Le silence intérieur, ça s’apprivoise. Lentement, par petites doses, sans se forcer à y trouver quelque chose de profond dès la première tentative. Et surtout, sans en faire une performance supplémentaire dans une vie qui en est déjà pleine.

Voici ce qui a fonctionné pour moi, absolument pas sous forme de méthode à appliquer mais juste en suivant certains points d’entrée :

En commençant petit. Cinq minutes sans téléphone le matin, avant de consulter quoi que ce soit. Pas pour méditer, pas pour réfléchir. Juste pour laisser la journée commencer plus doucement. C’est beaucoup plus difficile qu’il n’y paraît mais c’est déjà beaucoup.

En allant marcher sans destination. Pas pour faire du sport mais juste en marchant tranquillement, sans écouteurs. Je laisse mes pensées venir à moi naturellement sans les chasser ni les retenir et les accueille avec douceur et bienveillance.

En acceptant d’écrire ce qui me vient spontanément dans la tête. Je griffonne tout ce que j’ai envie d’écrire spontanément, un journal intime n’a pas besoin d’être formel pour être utile . L’écriture a cette capacité magique de rendre les pensées moins envahissantes une fois qu’elles sont posées sur le papier.

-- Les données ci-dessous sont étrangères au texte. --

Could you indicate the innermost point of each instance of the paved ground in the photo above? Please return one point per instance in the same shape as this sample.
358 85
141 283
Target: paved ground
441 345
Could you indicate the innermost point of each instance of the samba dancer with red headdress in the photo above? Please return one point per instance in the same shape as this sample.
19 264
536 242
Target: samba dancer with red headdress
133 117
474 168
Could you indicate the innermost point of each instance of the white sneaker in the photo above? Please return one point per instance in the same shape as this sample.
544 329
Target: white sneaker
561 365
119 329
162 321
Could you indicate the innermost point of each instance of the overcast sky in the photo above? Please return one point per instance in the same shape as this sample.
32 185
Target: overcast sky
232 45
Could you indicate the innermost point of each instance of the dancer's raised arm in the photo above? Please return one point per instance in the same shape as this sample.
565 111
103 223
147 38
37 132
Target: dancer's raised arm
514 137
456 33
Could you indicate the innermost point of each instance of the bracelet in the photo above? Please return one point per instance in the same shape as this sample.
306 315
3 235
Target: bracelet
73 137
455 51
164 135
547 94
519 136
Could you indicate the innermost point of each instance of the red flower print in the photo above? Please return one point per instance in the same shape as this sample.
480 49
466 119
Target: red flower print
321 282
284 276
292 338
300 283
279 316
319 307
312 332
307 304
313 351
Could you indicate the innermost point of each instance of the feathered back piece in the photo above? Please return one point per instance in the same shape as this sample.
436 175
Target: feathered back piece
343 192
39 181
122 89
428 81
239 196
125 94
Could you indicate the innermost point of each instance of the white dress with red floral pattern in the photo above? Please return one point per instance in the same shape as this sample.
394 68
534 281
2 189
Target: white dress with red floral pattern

En acceptant une forme d’inconfort. Le silence est inconfortable, parfois mais ce n’est pas pour autant que ça ne fonctionne pas. C’est plutôt le signe qu’une reconnexion à soi est en train de se produire.

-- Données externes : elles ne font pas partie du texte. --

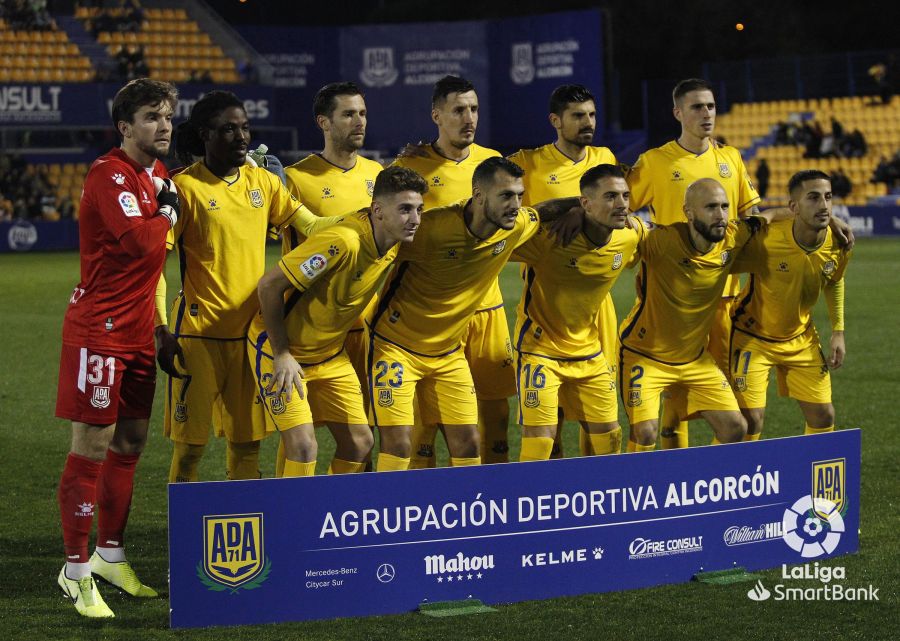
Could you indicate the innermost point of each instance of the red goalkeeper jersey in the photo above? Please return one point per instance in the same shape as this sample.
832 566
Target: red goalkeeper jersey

Ce que j’ai appris, c’est qu’on n’apprivoise pas le silence intérieur pour trouver la paix. On l’apprivoise pour se retrouver. Et ces deux éléments finissent par se rejoindre mais pas forcément dans l’ordre qu’on avait prévu.

Silence intérieur et reconnexion à soi : et si c’était un début ?

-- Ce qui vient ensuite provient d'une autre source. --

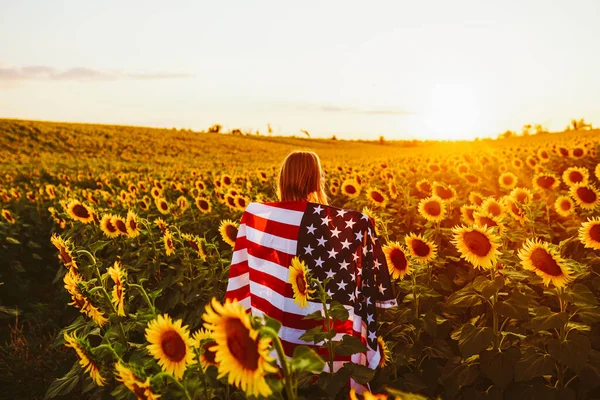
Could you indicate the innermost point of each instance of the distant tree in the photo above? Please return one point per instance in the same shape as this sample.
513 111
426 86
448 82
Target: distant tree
216 128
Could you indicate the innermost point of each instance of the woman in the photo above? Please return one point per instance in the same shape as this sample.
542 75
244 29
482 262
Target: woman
332 243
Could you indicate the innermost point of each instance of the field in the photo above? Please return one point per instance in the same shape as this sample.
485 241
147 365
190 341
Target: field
104 228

Le silence ne guérit pas tout. Je préfère être honnête là-dessus.

Il ne règle pas les problèmes professionnels, ne répare pas les relations abîmées, ne gomme pas la fatigue accumulée depuis des mois. Mais il fait quelque chose de plus discret mais peut-être plus précieux : il crée un espace. Un espace où quelque chose peut changer beaucoup de choses.

C’est souvent là que commence la vraie reconnexion à soi, ce silence intérieur qu’on fuyait sans le savoir.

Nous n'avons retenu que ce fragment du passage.